We are trained to do too much for too little and for way too long. The result is illness; physical, spiritual, and relational. To get past this we need to learn how to let small stuff go and surrender things that we cannot control so we can begin to focus on getting unstuck in our personal lives. We need to control what we can.
Everybody wants health and well-being, but few of us are willing to pay the price for it. Managing stress, anger, depression, anxiety and everyday life is a pretty steep task. Healthy living has to do with the whole self: Spirit, Body, Mind, and Soul. If any of these are out of whack, so are we.
Other people are likely riding on your success and well-being. Why is it that it’s considered selfish to take care of yourself first to take care of those around you? What good are you to those you love if you have a stroke, heart disease, cancer, or mental illness? You cannot fail to plan in the long term and see the whole picture. You must take care of yourself.
Plan Your Work And Work Your Plan.
Regular physical activity substantially reduces the risk of dying of coronary heart disease, the nation’s leading cause of death. Physical activity also decreases the risk of colon cancer, diabetes, and high blood pressure. It helps control weight, contributes to healthy bones, muscles, and joints, and reduces falls among the elderly. Hey, even sex is better!
Cardio—Conditions your heart, lungs, and muscles to work stronger and longer. Cardio work outs build endurance and burn off calories.
Strength training—Builds muscles and increases endurance. With leaner muscles, your body turns up the heat and burns fat faster. Not only that, but when you’re stronger, you simply last longer and you get more out of your exercise sessions, thus burning even more calories.

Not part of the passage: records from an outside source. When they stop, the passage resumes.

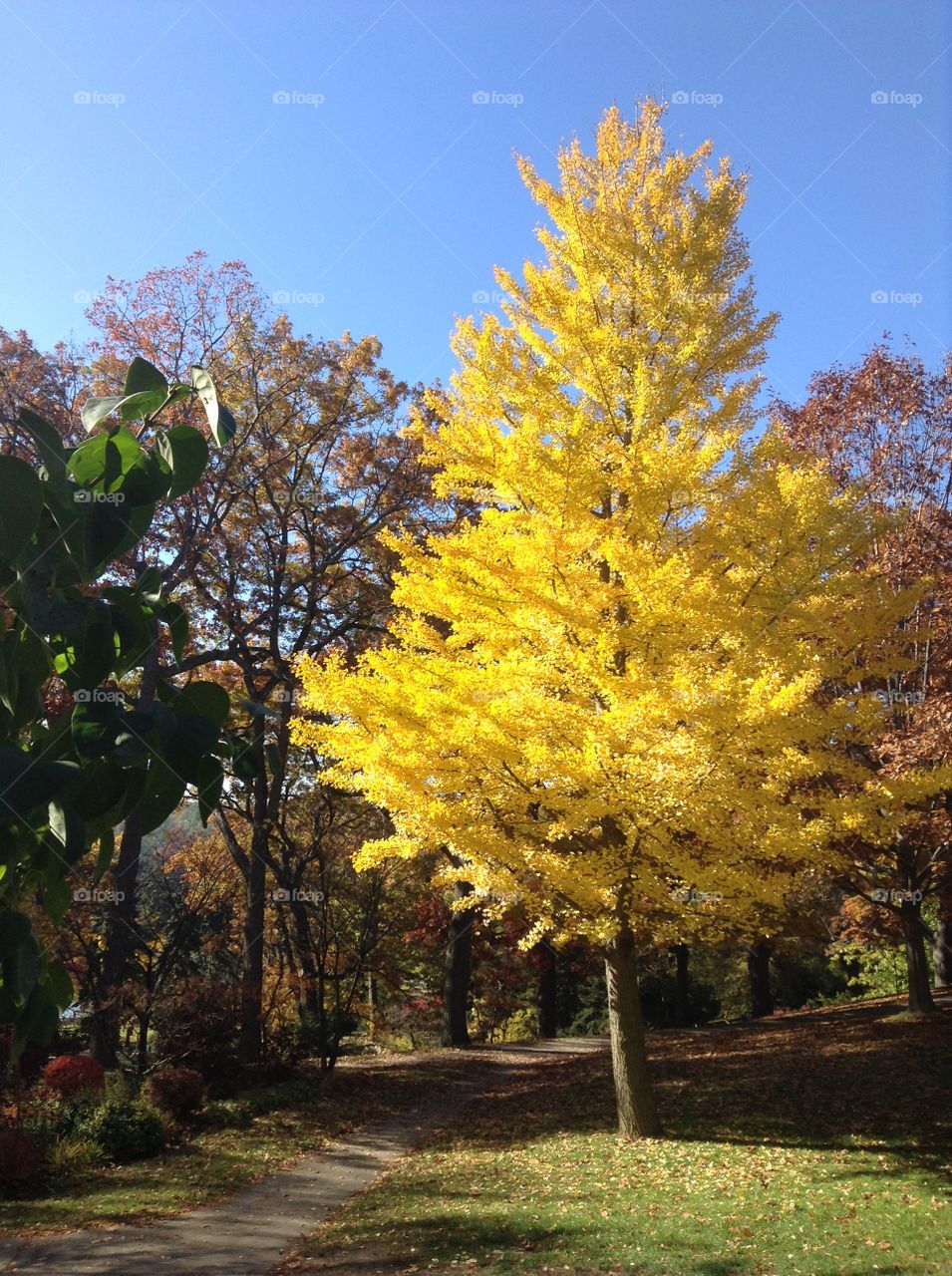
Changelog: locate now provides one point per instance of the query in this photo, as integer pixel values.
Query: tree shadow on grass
(855, 1083)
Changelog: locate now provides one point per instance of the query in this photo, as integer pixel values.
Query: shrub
(21, 1164)
(126, 1130)
(73, 1075)
(69, 1156)
(221, 1113)
(177, 1092)
(199, 1024)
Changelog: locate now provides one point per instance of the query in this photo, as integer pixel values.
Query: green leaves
(69, 779)
(21, 502)
(219, 419)
(185, 452)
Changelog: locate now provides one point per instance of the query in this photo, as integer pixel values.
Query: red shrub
(73, 1075)
(177, 1092)
(21, 1164)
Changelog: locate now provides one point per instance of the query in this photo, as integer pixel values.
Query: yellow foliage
(634, 671)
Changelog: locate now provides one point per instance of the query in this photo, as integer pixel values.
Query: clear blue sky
(381, 194)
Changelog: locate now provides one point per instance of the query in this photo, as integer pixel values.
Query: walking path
(246, 1234)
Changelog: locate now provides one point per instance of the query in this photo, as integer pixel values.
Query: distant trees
(76, 760)
(613, 683)
(884, 429)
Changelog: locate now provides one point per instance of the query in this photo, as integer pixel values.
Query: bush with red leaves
(72, 1075)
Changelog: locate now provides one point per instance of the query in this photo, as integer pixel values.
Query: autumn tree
(281, 552)
(884, 429)
(609, 686)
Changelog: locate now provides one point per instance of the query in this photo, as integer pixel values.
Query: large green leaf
(30, 783)
(210, 779)
(186, 454)
(129, 407)
(68, 829)
(96, 726)
(162, 793)
(49, 446)
(177, 628)
(219, 419)
(21, 502)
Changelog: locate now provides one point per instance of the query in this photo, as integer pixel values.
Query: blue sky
(346, 151)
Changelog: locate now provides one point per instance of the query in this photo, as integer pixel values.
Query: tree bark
(251, 1033)
(759, 967)
(680, 987)
(942, 947)
(920, 1001)
(308, 999)
(456, 973)
(637, 1113)
(546, 989)
(120, 914)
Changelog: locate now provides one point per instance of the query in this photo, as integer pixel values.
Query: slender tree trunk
(680, 987)
(253, 957)
(637, 1113)
(122, 911)
(373, 1002)
(456, 973)
(942, 947)
(304, 946)
(916, 964)
(759, 967)
(546, 989)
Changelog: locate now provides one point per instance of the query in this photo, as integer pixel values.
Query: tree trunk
(308, 1005)
(916, 964)
(546, 989)
(680, 987)
(456, 973)
(637, 1113)
(120, 912)
(759, 967)
(942, 948)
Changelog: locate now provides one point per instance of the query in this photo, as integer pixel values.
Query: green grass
(810, 1146)
(292, 1117)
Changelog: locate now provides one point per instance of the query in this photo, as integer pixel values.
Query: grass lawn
(813, 1144)
(292, 1117)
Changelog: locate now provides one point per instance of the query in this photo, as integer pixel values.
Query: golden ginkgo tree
(619, 689)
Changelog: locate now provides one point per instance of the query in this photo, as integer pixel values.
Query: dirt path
(246, 1234)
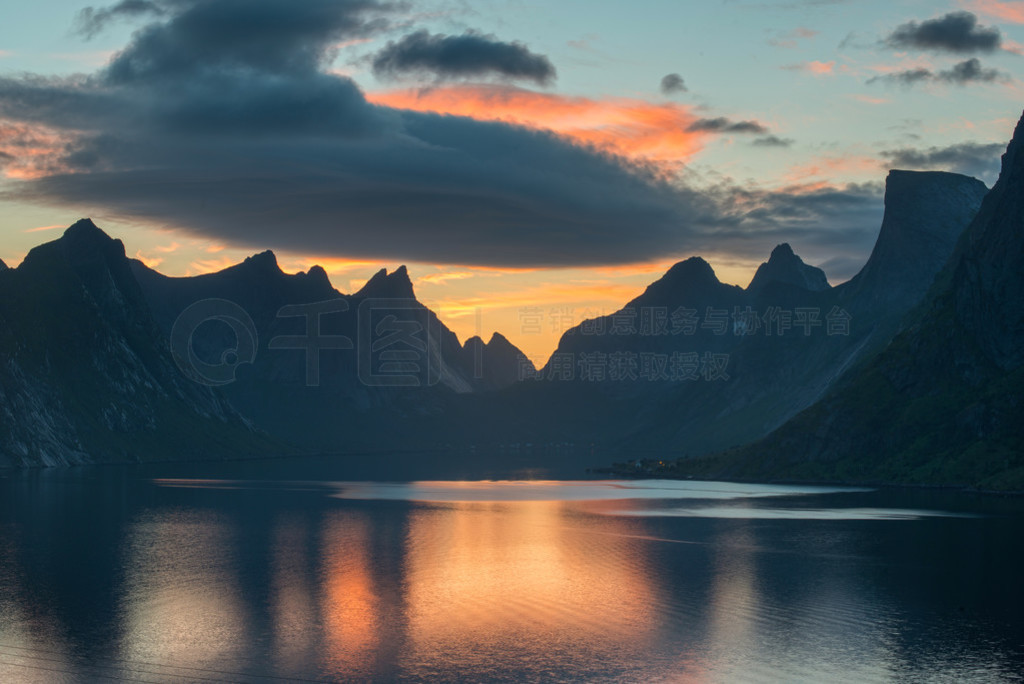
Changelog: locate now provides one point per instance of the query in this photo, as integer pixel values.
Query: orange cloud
(151, 262)
(29, 151)
(850, 166)
(814, 67)
(440, 279)
(632, 128)
(1008, 10)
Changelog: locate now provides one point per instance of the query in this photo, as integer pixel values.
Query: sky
(526, 160)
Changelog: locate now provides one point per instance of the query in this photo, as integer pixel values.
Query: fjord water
(236, 572)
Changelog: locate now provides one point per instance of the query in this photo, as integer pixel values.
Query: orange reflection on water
(494, 582)
(349, 603)
(182, 603)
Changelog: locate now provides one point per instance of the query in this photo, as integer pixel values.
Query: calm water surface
(239, 572)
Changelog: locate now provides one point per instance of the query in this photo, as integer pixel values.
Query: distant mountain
(944, 402)
(695, 366)
(326, 394)
(495, 365)
(784, 266)
(86, 375)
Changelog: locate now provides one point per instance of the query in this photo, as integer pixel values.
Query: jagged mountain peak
(694, 267)
(499, 339)
(318, 275)
(83, 227)
(987, 286)
(265, 260)
(473, 342)
(395, 285)
(784, 266)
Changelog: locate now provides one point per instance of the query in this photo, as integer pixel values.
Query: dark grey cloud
(220, 118)
(723, 125)
(92, 20)
(961, 74)
(673, 84)
(469, 55)
(955, 32)
(828, 224)
(772, 141)
(973, 159)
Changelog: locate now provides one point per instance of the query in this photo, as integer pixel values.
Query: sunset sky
(590, 144)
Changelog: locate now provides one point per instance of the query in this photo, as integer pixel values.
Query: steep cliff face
(944, 402)
(87, 376)
(926, 214)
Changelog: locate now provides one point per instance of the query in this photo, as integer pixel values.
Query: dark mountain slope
(87, 376)
(944, 403)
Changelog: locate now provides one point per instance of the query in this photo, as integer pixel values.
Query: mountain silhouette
(87, 374)
(784, 266)
(942, 403)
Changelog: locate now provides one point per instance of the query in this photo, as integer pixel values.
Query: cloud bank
(224, 119)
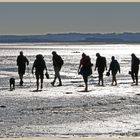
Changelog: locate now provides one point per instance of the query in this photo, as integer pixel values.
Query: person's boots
(52, 83)
(41, 85)
(21, 83)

Stretching—It helps you to do your cardio and strength training safely and without pain. Loose muscles perform at a higher level and reduce the potential for injury.
Physical Exercise In Mental Health Stress Relief
A variety of studies over the last decade are focused on the effects of exercise on the mind. These result show that exercise helps to reduce depression and anxiety. It also can increase short-term memory and improve intellectual function. This means that including breaks during your day could lead to enhanced productivity, greater time efficiency, and increased ability to handle stress; “Sharpen your saw.” These feel-good hormones help stimulate our bodies and give us a natural high; runners have reported this for years.
The following are some tips about starting and maintaining your own exercise program:
Start with walking. Walking is free and easy. In addition to the mental health benefits, walking is a weight-bearing exercise and it strengthens bone and burns fat. Running does the same. You must walk before you run… really.
Look for a nearby fitness center or community pool and join it. Make a three-time a week workout part of your personal schedule. Replace your Monday, Wednesday and Friday lunch with a one-hour workout. The point is scheduling it and then do it..
Just do something – Even if it’s for 10 minutes. Use the “10 Minute Rule” to get started: do 10 minutes of exercise, take a 10 minute break, and then do 10 more minutes of exercise.
You can do this. You gotta wanna and then just begin the habit of exercise. Build it into your life. You will be glad you did—so will your world.